Margaret Drabble Navigation Map
The Middle Ground
1980
Alfred A. Knopf
American First Edition

Published in Great Britain
by Weidenfeld & Nicholson Ltd


In her first novel since The Ice Age, Margaret Drabble gives us a vibrant woman in her forties, a successful journalist named Kate Armstrong, portrayed at a moment of profound pause in her life - her career realized, the emotional tumults of her young womanhood at an end, her children grown.

She has had a spectacular career as a writer for women's magazines; she began writing "new wave" women's pieces before there was a term for them, sharing her pregnancies, exhaustions, indignations, and adventures with a shocked and enthralled public which is now devoted to her. She ahs wonderful friends - theater people who are exotic and nutty and kind, academics, scientists - intelligent, fulfilled, devoted men and women. She was married to a would-be painter, compulsively impractical, with a remarkable capacity for ruining his own chances. She had a long affair with the husband of a friend, but it didn't damage any of those involved, and it's over. She has run through the expected phases of life - intensely, passionately, in the most worthy way - but what now?

In this novel - so strong and alive, so wonderfully substantial - we see how this woman, with her charm and talent and energy, surrounded by a constant flux of family and friends ("Let her be happy," one of them prays, "let her recover, let her be a freak escape from the general doom …"), experiences this shaky plateau, her gifts and accomplishments in full flower, yet she herself poised for a t ransformation of resolve, direction, belief, something.
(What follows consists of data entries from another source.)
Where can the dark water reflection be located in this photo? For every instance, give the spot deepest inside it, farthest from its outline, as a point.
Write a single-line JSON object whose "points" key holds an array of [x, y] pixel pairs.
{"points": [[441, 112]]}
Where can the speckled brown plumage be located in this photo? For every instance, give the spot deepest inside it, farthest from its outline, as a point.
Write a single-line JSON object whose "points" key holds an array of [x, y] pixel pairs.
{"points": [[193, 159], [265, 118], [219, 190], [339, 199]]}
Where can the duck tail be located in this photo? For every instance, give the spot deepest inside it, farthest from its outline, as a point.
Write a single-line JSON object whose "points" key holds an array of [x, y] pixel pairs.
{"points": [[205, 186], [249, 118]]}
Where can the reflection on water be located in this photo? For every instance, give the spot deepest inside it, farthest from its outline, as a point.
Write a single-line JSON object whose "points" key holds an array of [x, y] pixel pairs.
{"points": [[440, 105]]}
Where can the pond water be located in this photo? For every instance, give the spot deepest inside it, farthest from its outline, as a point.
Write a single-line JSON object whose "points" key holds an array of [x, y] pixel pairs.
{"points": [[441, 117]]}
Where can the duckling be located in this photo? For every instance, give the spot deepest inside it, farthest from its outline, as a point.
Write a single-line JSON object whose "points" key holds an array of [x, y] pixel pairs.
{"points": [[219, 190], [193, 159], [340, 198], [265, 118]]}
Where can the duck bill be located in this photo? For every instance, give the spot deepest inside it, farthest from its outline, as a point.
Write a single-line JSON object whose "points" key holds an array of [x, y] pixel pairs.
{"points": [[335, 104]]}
We see her with her children, with her ex-husband, with her lovers, at work (has achievement become too much of a habit?), half involved in new ways in all the life around her, half giddy with a sense of sudden solitude and strength. We watch as she seems to lose, and then regain, her inner composure, and renew her determination - so mysteriously at risk - to open herself to the unseen future that is waiting for her to meet it.


Margaret Drabble lives in London with her three children. She is the author of eight other novels and of a biography of Arnold Bennett.